Nach dem Wien-Besuch von AfD-Chefin Alice Weidel und dem Treffen mit FPÖ-Politikern hat es am Montag Kritik von der SPÖ gegeben. “Weidel hat nach dem Treffen mit der FPÖ selbst gesagt, dass die AfD ‘sehr viel von der FPÖ lernen’ könne und im gleichen Atemzug den Ausstieg Deutschlands aus dem Euro gefordert”, betonte SPÖ-Bundesgeschäftsführer Klaus Seltenheim. An FPÖ-Chef Herbert Kickl gerichtet fragte Seltenheim, ob dieser nun auch den Euroraum verlassen wolle.

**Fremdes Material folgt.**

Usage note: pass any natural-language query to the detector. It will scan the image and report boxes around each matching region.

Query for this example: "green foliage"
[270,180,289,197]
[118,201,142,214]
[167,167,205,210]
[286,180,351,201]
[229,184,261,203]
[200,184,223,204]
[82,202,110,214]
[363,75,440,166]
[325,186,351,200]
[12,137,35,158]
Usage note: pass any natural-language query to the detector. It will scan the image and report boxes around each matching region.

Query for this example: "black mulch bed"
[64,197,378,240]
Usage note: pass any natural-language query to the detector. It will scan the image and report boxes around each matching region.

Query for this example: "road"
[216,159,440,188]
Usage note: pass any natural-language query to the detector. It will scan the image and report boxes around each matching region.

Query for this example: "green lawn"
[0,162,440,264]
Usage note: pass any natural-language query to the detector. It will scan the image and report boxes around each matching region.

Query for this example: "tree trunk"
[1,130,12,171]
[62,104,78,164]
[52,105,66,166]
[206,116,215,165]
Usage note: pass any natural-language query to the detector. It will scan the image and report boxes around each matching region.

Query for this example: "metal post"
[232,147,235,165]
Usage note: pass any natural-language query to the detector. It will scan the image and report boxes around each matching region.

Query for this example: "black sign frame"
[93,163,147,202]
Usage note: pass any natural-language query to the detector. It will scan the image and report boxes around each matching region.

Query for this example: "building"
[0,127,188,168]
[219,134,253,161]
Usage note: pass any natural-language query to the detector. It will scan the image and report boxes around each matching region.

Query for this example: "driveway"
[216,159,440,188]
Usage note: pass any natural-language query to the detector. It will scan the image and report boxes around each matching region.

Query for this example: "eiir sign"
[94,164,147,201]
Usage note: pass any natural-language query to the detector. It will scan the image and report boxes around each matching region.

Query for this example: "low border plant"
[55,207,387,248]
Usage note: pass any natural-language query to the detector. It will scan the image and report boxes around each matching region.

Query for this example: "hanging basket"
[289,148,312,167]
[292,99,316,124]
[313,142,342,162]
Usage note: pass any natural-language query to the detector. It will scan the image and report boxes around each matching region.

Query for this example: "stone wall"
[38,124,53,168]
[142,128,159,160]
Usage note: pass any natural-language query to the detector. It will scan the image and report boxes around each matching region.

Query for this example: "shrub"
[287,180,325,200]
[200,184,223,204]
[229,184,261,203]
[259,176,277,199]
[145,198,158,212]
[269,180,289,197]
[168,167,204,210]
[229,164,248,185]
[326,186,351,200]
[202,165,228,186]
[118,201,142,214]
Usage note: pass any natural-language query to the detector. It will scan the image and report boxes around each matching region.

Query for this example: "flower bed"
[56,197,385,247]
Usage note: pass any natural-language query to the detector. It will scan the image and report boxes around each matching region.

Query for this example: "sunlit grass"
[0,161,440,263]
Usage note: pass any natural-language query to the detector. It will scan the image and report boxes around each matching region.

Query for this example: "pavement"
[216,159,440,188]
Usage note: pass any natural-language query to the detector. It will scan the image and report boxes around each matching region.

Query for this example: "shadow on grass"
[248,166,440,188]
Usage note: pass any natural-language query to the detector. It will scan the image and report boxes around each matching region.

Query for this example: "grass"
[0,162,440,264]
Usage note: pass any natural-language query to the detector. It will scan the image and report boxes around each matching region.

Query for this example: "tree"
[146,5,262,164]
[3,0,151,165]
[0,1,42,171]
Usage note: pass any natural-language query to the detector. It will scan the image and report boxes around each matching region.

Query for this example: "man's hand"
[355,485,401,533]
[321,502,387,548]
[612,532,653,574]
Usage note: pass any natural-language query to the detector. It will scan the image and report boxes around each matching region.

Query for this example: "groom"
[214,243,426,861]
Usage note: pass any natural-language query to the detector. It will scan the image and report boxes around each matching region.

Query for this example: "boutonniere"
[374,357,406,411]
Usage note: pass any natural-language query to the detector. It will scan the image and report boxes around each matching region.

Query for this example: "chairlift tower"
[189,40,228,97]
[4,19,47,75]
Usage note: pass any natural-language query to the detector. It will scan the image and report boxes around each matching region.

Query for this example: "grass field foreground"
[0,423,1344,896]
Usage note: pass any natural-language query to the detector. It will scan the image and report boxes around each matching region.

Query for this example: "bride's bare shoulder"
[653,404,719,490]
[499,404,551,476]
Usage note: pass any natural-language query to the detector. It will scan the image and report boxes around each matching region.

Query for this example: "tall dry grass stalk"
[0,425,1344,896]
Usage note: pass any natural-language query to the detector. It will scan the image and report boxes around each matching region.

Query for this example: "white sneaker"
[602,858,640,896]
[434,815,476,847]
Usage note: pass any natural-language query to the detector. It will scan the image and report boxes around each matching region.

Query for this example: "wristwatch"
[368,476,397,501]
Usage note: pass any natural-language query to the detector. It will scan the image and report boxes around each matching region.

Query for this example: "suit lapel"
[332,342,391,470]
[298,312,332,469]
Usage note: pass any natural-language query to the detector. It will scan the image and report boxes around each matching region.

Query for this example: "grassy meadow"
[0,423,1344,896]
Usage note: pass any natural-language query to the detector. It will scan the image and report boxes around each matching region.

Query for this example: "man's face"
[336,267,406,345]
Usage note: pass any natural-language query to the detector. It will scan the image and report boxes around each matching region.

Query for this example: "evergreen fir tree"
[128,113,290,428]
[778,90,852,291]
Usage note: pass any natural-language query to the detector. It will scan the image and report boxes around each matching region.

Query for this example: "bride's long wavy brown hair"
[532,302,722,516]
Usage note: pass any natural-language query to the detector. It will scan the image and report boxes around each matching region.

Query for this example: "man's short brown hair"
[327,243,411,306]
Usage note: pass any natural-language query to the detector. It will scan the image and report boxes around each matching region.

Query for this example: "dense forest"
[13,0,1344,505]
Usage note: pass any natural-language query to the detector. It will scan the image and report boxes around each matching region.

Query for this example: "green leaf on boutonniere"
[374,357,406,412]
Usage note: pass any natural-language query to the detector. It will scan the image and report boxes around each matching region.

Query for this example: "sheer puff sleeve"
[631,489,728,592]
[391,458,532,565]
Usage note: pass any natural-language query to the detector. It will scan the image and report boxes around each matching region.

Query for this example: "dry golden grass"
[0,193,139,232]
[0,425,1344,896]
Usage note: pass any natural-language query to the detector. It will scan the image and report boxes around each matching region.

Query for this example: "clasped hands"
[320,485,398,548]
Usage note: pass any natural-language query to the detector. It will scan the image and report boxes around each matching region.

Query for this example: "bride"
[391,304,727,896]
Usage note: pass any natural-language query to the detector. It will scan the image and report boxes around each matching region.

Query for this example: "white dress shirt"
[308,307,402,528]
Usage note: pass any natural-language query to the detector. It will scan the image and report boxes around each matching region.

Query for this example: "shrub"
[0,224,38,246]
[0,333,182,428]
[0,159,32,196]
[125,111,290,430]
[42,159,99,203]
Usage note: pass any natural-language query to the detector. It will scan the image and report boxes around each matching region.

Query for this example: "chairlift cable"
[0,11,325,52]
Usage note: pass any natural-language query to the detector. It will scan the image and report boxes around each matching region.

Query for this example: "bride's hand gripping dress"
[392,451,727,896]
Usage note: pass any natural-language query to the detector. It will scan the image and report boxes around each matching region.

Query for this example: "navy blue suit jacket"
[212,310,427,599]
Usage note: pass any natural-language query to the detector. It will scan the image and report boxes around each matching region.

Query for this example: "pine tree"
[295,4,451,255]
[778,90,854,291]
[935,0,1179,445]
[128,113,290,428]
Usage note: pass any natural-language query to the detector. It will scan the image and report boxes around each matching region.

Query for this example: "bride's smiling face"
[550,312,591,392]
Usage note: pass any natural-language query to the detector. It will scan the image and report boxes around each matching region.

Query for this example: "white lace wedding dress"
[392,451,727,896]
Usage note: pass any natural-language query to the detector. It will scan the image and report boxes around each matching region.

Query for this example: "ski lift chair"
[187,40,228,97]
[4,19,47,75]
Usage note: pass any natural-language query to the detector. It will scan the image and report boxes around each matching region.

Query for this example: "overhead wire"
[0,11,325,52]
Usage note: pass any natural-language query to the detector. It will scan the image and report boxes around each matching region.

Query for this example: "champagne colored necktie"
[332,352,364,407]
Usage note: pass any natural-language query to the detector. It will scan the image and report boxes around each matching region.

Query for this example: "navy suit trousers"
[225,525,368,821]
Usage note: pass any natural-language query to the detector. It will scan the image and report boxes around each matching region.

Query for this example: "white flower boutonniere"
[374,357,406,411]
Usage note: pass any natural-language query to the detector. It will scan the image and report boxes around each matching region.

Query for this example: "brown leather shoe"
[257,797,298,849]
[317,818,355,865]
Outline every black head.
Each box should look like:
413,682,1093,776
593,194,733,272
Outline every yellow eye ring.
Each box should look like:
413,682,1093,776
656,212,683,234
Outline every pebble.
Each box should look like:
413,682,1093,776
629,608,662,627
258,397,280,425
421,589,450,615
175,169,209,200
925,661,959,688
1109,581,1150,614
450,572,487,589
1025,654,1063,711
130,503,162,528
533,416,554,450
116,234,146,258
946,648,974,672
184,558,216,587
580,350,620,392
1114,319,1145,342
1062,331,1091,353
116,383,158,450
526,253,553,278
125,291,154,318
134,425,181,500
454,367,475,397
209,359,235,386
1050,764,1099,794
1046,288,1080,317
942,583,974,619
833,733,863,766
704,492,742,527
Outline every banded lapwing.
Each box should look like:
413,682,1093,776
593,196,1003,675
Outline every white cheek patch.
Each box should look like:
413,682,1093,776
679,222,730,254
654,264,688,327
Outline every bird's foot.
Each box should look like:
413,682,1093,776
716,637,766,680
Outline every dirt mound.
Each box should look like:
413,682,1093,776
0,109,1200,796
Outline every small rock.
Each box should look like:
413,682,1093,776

“Herr Kickl, wollen Sie als Lehrmeister der AfD jetzt auch raus aus dem Euro und Österreich damit in den wirtschaftlichen Abgrund führen, unseren Wohlstand und zigtausende Arbeitsplätze gefährden?”, so Seltenheim in einer Aussendung. Die FPÖ habe “bekanntlich immer wieder mit dem Öxit”, also dem Austritt Österreichs aus der Europäischen Union, geliebäugelt, ergänzte der SPÖ-Bundesgeschäftsführer.
Im Rahmen ihres Wien-Besuchs traf Weidel laut “Krone” auch die freiheitliche Klubobmann-Stellvertreterin Susanne Fürst und FPÖ-Generalsekretär Christian Hafenecker. Ein Treffen mit FPÖ-Parteichef Kickl fand demnach nicht statt.
ZDF-Sommergespräch in Wien
Beim ZDF-Sommergespräch am Sonntag in Wien hatte Weidel Deutschlands Regierungspolitiker als “Flachzangen” bezeichnet und betont, dass sie die Nase voll habe. “Ich will nicht mehr angelogen werden von irgendwelchen Flachzangen, die da oben sitzen und irgendwas versprechen und genau das Gegenteil von dem tun.” Außerdem kritisierte Weidel die von der Union propagierte Brandmauer gegen die AfD als “das Undemokratischste, was es gibt”.
In den Meinungsumfragen liegt die AfD bundesweit um bis zu acht Prozentpunkte vor CDU und CSU. Bei der deutschen Bundestagswahl 2025 war das Verhältnis genau umgekehrt. In Ländern wie Sachsen-Anhalt, wo im September gewählt wird, ist der Abstand der AfD zur Union noch deutlich größer.